We are always working to improve our services and provide users with the best possible experience. This page outlines
pertinent information for API users about product changes. Please email us with any feedback or questions.
November 2012 Release
This page contains:
In order to provide an adequate amount of time for iThenticate’s custom built or MTS integrators to test our new upload processing system a beta testing period is available to our customers before we move everyone over to the new process. This beta testing period will last until January 2014. We suggest testing the upload process via your current API setup as we believe, for most customers, that no change is required to your API process in order to successfully use the new upload processing system.
Please download the provided test files and follow the recommended test cases below to ensure that your integration works properly with the new upload processing system.
To test the upload processing system, API integrations will need to set a specific flag, an XMLRPC boolean flag in the "document.add" method called “non_blocking_upload”.
<member>
<name>non_blocking_upload</name>
<value><boolean>1</boolean></value>
</member>
This is an XMLRPC structure member to include along with the existing “submit_to”, “folder”, and “uploads” members.
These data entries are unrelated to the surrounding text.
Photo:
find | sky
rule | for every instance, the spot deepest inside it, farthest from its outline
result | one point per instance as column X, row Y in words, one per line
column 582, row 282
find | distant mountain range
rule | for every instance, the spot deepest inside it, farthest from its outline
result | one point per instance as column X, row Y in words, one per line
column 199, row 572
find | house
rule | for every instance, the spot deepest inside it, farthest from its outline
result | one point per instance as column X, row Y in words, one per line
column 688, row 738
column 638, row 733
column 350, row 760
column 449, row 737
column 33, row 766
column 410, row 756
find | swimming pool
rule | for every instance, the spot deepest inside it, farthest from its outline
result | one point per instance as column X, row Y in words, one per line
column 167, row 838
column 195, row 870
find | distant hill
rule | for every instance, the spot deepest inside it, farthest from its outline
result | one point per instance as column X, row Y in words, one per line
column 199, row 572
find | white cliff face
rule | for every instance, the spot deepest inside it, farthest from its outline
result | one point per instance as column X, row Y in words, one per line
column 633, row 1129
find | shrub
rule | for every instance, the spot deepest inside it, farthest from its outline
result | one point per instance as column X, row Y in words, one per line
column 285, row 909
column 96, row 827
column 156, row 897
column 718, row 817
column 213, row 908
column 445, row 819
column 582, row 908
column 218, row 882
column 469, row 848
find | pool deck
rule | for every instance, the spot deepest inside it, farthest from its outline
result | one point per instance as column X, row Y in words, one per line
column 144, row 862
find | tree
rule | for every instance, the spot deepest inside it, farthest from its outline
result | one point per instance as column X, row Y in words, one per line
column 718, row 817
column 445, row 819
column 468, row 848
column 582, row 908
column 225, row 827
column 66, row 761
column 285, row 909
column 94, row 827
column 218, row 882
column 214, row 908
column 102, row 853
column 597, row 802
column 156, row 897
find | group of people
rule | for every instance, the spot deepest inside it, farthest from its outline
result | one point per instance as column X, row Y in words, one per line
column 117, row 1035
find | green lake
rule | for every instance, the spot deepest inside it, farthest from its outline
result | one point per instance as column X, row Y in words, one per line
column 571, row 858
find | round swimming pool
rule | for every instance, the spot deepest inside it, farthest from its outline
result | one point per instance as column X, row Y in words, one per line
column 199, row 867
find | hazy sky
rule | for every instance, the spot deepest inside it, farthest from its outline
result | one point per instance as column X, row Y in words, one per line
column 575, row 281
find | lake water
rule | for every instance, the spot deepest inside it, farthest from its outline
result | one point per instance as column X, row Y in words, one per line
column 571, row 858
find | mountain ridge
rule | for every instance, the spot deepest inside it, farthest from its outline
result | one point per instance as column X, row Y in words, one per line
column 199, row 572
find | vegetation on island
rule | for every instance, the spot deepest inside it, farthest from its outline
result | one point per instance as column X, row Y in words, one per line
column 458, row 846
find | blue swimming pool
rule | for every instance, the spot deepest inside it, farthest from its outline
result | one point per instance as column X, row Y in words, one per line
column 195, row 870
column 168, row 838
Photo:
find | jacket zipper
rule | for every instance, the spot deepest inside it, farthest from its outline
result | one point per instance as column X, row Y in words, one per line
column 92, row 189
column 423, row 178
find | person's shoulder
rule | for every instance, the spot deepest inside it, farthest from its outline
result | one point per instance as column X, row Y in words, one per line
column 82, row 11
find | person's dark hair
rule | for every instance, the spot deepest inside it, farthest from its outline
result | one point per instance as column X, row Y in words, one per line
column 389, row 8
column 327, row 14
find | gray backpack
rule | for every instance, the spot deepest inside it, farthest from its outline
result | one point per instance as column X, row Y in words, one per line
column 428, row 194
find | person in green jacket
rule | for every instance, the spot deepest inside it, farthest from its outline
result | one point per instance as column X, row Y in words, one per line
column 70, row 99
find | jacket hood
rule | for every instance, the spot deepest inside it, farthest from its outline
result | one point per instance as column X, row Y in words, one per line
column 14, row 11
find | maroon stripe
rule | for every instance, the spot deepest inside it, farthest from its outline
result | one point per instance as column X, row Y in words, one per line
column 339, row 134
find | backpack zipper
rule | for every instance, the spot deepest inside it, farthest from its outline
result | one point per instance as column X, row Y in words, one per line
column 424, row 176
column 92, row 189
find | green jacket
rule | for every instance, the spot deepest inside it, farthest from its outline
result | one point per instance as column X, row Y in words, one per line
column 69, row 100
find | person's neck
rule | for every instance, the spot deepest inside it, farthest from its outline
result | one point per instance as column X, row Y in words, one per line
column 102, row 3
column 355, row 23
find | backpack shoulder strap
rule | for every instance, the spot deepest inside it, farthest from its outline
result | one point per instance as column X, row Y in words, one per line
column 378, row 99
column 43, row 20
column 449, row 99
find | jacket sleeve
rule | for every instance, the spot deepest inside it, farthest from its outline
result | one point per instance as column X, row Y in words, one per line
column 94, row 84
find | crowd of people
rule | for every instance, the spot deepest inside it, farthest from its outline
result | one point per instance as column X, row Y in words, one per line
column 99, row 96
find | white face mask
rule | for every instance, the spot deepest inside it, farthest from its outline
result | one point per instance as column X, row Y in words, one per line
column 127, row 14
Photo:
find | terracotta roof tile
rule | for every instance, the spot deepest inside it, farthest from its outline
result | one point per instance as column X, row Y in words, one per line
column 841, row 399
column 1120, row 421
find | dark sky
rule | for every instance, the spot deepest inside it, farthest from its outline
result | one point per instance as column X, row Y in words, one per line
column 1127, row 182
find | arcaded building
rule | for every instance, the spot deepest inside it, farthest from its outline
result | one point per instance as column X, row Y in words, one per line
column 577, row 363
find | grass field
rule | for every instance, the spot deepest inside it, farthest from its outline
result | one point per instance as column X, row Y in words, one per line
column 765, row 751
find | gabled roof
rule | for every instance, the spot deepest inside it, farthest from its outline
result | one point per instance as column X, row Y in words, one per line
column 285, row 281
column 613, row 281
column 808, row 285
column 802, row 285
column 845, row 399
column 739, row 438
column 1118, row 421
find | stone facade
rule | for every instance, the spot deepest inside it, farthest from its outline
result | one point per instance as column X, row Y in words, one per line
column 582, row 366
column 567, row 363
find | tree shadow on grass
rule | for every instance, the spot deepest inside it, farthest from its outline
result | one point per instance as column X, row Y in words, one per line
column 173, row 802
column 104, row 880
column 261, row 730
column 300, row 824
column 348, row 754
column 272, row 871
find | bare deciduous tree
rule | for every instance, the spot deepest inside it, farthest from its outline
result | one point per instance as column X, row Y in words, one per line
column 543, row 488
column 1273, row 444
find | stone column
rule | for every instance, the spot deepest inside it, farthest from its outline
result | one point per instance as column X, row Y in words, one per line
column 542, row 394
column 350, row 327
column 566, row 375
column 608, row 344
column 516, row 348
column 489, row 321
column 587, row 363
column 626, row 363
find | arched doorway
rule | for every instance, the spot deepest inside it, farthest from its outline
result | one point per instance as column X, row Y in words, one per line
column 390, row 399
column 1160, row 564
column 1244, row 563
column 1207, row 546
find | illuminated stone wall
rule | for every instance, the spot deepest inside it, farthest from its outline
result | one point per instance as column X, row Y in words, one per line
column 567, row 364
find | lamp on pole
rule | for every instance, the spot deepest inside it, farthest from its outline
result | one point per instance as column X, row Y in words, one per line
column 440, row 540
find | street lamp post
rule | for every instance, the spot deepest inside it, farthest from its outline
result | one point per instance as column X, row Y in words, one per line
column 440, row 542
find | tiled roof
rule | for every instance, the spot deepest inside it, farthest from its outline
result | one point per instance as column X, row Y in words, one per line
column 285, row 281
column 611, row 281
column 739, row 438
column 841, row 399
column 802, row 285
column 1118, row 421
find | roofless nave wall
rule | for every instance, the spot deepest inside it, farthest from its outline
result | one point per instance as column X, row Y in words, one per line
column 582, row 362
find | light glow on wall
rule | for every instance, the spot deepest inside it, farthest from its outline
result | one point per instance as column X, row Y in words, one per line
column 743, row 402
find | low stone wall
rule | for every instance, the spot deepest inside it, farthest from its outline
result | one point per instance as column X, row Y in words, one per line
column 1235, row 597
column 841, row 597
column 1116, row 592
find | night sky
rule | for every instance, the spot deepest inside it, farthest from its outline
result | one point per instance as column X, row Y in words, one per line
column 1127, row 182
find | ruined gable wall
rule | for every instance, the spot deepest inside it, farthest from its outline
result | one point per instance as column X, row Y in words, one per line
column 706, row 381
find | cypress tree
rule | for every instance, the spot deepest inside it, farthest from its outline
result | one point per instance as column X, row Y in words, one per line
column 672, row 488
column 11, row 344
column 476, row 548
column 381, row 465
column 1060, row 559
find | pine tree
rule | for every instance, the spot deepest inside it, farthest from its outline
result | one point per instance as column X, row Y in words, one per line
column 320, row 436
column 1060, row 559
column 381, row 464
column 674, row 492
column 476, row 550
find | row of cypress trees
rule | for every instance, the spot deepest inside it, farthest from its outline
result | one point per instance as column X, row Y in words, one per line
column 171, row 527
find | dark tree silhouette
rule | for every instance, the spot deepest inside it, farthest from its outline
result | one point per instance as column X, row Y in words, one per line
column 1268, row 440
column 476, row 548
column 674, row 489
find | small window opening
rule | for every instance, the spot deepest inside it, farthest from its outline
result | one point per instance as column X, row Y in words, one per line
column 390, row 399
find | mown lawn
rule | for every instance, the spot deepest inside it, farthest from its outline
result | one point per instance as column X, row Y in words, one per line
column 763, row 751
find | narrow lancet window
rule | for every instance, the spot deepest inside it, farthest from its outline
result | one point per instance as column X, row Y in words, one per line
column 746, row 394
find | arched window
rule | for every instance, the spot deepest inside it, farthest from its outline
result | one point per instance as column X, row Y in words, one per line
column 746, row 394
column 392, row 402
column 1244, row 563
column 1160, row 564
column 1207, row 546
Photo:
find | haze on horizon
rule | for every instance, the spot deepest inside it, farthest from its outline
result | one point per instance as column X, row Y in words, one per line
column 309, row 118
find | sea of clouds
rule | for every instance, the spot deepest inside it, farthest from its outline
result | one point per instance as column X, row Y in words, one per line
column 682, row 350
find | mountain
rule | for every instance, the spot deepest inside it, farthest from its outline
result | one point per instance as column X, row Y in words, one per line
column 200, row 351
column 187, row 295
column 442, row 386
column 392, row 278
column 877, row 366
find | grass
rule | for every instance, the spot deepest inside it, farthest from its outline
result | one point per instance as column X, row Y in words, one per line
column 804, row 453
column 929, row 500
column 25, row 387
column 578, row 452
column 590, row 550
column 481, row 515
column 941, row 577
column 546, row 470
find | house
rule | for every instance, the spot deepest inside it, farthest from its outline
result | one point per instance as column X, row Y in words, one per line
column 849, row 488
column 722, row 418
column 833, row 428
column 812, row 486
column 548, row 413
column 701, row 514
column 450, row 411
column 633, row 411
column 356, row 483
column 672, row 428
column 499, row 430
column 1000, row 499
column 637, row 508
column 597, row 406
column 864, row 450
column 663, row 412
The effect of adding this flag will be that the “document.add” method will return more quickly. Your code should then examine the “is_pending” flag returned in the “document.get” method. There is no change to the XMLRPC response returned by the “document.add” method.
Your code will then call the “document.get” method and should inspect the “is_pending” flag of the response. When this flag is no longer true then there will either be a “parts” array that includes the ID of the completed report, or an “error” string element that provides the reason that the document could not be processed.
The following are examples shown are abstract representations of the XMLRPC data structures returned.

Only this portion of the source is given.